No online service can be guaranteed to be completely secure. If we become aware of a personal-data breach that is likely to result in a risk to your rights and freedoms, we will notify the UK Information Commissioner’s Office (and, where applicable, competent EU supervisory authorities) within 72 hours, and we will notify affected individuals and customers without undue delay where required.
10. Your rights
Subject to applicable law and certain exemptions, you have the following rights in relation to your personal data:
- Right of access to the personal data we hold about you.
- Right to rectification of inaccurate or incomplete data.
- Right to erasure (the “right to be forgotten”).
- Right to restrict processing in certain circumstances.
- Right to data portability for data you provided to us and that we process by automated means on the basis of consent or contract.
- Right to object to processing based on legitimate interests, including profiling, and to object to direct marketing at any time.
- Right to withdraw consent where processing is based on consent.
- Right not to be subject to decisions based solely on automated processing that produce legal or similarly significant effects. ClientEnforce does not currently carry out this kind of automated decision-making.
To exercise any of these rights, email thomas@clientenforce.com. If you are an end client of one of our customers, please contact that customer in the first instance; we will support them in responding to your request.

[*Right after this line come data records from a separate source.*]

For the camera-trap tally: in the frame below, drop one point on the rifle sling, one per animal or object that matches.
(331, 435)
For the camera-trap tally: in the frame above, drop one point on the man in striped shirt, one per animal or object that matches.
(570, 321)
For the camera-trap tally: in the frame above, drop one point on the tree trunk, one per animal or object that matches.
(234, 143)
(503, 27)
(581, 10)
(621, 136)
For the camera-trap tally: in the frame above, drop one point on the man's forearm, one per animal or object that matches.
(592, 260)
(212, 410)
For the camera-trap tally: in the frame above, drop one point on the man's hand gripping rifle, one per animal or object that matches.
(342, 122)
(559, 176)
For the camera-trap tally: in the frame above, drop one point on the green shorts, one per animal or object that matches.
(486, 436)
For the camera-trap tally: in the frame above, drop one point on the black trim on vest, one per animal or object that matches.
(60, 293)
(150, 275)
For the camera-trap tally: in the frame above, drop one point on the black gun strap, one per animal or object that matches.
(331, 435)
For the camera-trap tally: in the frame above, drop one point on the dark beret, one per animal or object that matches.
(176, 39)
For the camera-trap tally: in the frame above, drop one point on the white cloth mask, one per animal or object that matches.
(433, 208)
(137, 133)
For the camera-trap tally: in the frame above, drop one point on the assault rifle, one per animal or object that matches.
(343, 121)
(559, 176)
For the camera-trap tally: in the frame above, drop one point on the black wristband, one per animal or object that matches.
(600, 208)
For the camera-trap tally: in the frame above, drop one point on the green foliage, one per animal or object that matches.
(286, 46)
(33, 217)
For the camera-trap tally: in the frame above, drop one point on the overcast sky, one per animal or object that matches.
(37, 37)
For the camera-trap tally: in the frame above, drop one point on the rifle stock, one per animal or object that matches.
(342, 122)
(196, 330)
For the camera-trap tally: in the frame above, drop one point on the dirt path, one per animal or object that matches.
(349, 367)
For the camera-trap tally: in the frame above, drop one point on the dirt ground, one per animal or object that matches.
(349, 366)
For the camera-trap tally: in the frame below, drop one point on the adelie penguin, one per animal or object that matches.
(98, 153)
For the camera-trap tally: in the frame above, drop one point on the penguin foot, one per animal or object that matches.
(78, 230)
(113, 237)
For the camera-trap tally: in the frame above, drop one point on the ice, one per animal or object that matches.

You also have the right to complain to a supervisory authority. In the UK that is the Information Commissioner’s Office (ico.org.uk). In the EU, you may complain to the supervisory authority of your country of residence, place of work, or the place of the alleged infringement.
12. Children’s data
The ClientEnforce Website and Service are intended for business users and are not directed to children. We do not knowingly collect personal data from children under 16. If you believe a child has provided us with personal data, please contact thomas@clientenforce.com and we will delete it promptly.
13. Changes to this policy
We may update this policy from time to time to reflect changes in our practices, technology, legal requirements, or other factors. When we make material changes, we will update the “Last updated” date above and, where appropriate, notify customers by email or through the Service. Please check this page periodically for the latest version.
14. How to contact us
For any privacy-related question or request, contact:
- Email: thomas@clientenforce.com
- Postal address: [to be confirmed — update before publishing]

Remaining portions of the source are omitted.